Dans ses premiers films dirigés par Chabrol, Stéphane Audran a toutefois joué des rôles différents. Cantonnée à des personnages secondaires, elle a incarné des rôles plus légers et populaires, comme une petite vendeuse aspirant à une carrière sur scène dans « Les Bonnes Femmes » (1960) ou une secrétaire jouant un double jeu dans « Le Scandale » (1967). Son personnage dans « L’Œil du Malin » (1962) se rapproche toutefois de ses rôles ultérieurs : elle y joue une épouse bourgeoise prise dans un triangle amoureux. C’est d’ailleurs la première fois que Chabrol lui fait jouer un personnage portant le nom d’Hélène.« La Rupture » montre parfaitement le changement qui s’est opéré dans le jeu de l’actrice après « Les Biches ». Alors qu’elle doit jouer une serveuse et ancienne strip-teaseuse, elle ne retourne pas au jeu léger qu’elle avait employé dans ses films prédédents.

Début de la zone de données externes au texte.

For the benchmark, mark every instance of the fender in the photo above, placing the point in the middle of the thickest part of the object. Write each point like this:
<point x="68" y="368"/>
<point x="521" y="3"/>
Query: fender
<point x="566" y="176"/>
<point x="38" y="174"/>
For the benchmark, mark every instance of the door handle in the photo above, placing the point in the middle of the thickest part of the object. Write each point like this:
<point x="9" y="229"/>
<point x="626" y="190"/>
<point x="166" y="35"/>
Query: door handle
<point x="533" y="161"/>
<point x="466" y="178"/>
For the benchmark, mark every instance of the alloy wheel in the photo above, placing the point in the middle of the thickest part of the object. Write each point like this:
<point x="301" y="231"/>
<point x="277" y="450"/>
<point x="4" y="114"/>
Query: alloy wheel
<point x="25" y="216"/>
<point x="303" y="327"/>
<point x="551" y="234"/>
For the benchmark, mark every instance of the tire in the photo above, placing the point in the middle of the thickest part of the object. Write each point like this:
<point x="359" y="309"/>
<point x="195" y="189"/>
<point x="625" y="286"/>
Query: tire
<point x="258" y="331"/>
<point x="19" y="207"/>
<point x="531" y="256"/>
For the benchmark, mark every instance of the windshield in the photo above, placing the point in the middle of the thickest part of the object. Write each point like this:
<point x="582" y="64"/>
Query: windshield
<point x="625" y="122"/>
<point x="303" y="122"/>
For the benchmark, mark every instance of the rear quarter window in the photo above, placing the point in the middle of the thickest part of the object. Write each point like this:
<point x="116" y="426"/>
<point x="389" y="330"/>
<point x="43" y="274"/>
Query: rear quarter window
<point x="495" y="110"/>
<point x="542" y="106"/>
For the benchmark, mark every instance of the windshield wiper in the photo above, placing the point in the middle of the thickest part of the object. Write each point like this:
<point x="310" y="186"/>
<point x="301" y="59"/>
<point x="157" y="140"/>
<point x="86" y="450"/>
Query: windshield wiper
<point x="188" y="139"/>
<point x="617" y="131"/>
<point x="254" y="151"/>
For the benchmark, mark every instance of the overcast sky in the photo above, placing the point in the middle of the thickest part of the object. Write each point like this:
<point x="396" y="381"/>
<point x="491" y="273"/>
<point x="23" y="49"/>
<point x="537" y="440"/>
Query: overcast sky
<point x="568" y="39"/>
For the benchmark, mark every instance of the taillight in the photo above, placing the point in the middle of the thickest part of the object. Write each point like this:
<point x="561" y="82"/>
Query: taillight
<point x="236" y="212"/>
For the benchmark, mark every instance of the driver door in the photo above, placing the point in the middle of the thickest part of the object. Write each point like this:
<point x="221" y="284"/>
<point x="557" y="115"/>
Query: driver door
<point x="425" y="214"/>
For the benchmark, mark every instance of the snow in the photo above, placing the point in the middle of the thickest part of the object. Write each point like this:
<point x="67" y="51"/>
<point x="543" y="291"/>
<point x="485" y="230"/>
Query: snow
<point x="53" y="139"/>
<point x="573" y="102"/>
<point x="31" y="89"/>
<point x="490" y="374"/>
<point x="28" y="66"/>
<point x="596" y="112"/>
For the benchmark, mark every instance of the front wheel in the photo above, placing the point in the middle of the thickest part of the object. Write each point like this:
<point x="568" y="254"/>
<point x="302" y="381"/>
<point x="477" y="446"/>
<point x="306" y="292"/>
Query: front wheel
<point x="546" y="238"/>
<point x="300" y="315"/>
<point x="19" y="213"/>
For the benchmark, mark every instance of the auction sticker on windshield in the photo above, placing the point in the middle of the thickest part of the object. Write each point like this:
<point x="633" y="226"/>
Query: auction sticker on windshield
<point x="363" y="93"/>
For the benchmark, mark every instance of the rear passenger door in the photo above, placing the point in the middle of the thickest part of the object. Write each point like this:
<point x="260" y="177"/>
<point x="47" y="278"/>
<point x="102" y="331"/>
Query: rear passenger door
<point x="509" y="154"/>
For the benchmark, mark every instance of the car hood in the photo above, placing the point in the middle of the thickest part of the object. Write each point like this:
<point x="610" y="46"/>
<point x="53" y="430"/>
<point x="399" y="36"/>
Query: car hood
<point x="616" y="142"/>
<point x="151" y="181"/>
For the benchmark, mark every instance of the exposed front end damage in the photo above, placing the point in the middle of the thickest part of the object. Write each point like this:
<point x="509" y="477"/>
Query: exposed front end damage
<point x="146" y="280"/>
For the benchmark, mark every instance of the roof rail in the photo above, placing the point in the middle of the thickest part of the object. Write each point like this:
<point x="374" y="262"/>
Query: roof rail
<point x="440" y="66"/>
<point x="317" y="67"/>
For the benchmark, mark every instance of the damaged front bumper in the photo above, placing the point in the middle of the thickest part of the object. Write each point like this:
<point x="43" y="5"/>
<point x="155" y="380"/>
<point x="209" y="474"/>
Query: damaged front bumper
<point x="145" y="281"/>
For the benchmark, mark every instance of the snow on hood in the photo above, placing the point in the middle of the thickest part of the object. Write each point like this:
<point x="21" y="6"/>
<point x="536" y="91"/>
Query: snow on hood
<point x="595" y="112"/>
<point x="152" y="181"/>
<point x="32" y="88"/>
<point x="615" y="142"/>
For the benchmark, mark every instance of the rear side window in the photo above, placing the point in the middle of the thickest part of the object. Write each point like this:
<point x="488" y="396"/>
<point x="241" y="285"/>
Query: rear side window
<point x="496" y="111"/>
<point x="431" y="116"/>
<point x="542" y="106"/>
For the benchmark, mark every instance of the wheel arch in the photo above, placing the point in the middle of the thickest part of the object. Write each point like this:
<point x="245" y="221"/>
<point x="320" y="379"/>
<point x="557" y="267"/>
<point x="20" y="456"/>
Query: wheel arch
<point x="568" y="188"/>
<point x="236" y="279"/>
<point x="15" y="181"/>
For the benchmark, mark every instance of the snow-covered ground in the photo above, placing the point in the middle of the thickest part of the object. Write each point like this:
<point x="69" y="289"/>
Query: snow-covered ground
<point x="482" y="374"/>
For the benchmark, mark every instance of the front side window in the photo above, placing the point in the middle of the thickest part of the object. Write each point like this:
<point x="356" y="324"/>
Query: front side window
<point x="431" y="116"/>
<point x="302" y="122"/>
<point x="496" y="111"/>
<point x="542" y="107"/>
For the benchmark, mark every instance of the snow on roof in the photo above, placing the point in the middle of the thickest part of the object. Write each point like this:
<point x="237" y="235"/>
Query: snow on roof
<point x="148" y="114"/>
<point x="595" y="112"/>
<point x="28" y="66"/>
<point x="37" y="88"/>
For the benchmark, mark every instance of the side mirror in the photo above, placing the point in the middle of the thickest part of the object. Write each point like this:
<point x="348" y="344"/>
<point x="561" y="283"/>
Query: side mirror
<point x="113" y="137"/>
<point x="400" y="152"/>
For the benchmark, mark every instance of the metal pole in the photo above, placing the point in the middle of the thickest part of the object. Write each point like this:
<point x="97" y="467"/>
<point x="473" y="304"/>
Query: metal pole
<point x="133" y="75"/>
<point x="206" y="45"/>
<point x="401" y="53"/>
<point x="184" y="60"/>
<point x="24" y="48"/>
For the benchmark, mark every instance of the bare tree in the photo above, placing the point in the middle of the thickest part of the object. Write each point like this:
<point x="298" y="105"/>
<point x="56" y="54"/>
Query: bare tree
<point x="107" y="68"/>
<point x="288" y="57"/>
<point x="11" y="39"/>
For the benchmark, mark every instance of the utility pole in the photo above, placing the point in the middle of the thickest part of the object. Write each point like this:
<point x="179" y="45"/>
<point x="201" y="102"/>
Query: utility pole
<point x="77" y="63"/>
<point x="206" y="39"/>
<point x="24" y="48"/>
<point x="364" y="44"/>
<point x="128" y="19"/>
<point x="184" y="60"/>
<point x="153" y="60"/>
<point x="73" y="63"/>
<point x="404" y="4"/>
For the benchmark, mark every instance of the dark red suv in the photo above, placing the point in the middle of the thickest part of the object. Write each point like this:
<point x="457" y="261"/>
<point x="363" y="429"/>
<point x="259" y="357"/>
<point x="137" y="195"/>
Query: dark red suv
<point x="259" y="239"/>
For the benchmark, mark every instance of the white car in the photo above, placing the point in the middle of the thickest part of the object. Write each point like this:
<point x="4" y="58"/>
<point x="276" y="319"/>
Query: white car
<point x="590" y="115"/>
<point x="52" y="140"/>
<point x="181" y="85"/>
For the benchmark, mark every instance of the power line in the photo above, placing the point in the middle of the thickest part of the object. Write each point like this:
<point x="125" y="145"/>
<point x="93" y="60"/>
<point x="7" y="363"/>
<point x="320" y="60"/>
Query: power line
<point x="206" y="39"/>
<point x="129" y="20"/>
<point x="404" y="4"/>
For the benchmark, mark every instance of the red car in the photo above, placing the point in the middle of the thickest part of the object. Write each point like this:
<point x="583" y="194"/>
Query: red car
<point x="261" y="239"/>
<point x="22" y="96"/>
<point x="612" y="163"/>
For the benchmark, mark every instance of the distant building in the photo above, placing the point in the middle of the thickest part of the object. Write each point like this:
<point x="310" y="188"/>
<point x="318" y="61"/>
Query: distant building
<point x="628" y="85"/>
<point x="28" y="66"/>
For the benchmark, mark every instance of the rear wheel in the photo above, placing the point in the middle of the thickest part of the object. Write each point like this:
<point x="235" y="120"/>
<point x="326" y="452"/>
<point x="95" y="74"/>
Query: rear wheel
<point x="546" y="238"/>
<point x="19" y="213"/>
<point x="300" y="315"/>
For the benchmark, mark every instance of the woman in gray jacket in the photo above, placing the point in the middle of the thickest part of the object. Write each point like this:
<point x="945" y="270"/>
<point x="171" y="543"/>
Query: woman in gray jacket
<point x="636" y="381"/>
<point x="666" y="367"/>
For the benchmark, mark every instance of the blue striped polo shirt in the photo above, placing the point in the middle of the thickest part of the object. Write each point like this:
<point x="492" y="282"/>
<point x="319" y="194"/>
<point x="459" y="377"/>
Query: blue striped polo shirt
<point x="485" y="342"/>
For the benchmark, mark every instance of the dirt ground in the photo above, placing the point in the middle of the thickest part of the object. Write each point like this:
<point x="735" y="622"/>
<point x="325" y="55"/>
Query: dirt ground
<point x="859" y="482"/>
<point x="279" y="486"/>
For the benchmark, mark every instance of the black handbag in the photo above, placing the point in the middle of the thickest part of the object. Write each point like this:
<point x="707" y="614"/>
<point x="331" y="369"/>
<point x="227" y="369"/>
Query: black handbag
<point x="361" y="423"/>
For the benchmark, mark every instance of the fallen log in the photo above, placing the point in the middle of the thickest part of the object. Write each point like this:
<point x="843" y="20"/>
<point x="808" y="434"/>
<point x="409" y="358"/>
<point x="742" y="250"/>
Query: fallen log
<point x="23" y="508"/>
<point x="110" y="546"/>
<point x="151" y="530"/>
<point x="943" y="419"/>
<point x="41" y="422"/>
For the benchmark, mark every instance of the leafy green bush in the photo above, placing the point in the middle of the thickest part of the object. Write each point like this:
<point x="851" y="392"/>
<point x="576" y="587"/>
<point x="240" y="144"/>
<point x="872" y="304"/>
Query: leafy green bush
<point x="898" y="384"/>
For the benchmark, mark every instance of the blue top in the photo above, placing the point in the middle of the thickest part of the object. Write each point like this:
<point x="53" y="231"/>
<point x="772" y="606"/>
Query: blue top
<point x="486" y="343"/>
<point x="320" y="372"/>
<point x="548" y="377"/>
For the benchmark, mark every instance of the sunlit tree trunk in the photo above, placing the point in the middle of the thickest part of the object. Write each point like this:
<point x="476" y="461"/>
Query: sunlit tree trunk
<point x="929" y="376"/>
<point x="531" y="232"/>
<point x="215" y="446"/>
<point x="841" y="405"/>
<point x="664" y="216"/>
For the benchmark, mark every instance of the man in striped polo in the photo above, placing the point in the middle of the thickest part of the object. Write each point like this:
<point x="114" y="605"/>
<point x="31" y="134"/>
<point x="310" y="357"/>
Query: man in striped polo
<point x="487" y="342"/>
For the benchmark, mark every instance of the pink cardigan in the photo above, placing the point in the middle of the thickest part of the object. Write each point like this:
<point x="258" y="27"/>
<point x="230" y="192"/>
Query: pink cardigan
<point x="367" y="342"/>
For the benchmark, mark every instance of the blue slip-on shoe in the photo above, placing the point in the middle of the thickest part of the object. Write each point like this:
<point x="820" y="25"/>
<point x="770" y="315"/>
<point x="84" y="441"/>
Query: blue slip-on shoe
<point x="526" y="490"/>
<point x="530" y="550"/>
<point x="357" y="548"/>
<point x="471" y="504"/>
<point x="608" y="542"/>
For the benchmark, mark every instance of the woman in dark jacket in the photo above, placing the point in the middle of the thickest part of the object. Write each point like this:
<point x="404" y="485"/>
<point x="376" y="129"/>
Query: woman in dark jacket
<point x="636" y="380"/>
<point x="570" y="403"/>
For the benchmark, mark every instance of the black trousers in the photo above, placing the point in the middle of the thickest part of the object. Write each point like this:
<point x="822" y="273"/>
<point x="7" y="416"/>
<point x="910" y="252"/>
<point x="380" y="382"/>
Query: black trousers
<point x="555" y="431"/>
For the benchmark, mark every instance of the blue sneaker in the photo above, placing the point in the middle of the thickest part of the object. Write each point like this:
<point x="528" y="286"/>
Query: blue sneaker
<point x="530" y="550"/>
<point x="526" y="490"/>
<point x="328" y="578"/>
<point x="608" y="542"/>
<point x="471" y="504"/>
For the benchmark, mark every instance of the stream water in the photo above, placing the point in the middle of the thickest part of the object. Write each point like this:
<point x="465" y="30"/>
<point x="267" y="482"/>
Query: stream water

En dehors de Chabrol, peu de réalisateurs ont réussi à exploiter pleinement le jeu de Stéphane Audran. Luis Buñuel fait exception, avec« Le Charme discret de la bourgeoisie », dans lequel l’actrice campe l’archétype de la maîtresse de maison bourgeoise qui reste imperturbable quel que soit le cours des événements. Gabriel Axel et son« Festin de Babett »e a lui aussi su tirer profit de son jeu d’actrice. Ce film représente d’ailleurs un défi pour Stéphane Audran, car elle y joue un personnage éloigné de ses rôles habituels. Le film réemploie toutefois de grandes caractéristiques du jeu de l’actrice, comme la sincérité et discrétion, pour rendre une atmosphère lumineuse et sensuelle.
Le jeu tout en subtilité de Stéphane Audran l’a sans doute pénalisée dans sa carrière internationale, notamment aux États-Unis. En effet, cette subtilité toute française ressort mal lorsqu’elle joue en anglais, sa diction étant trop phonétique et rigide.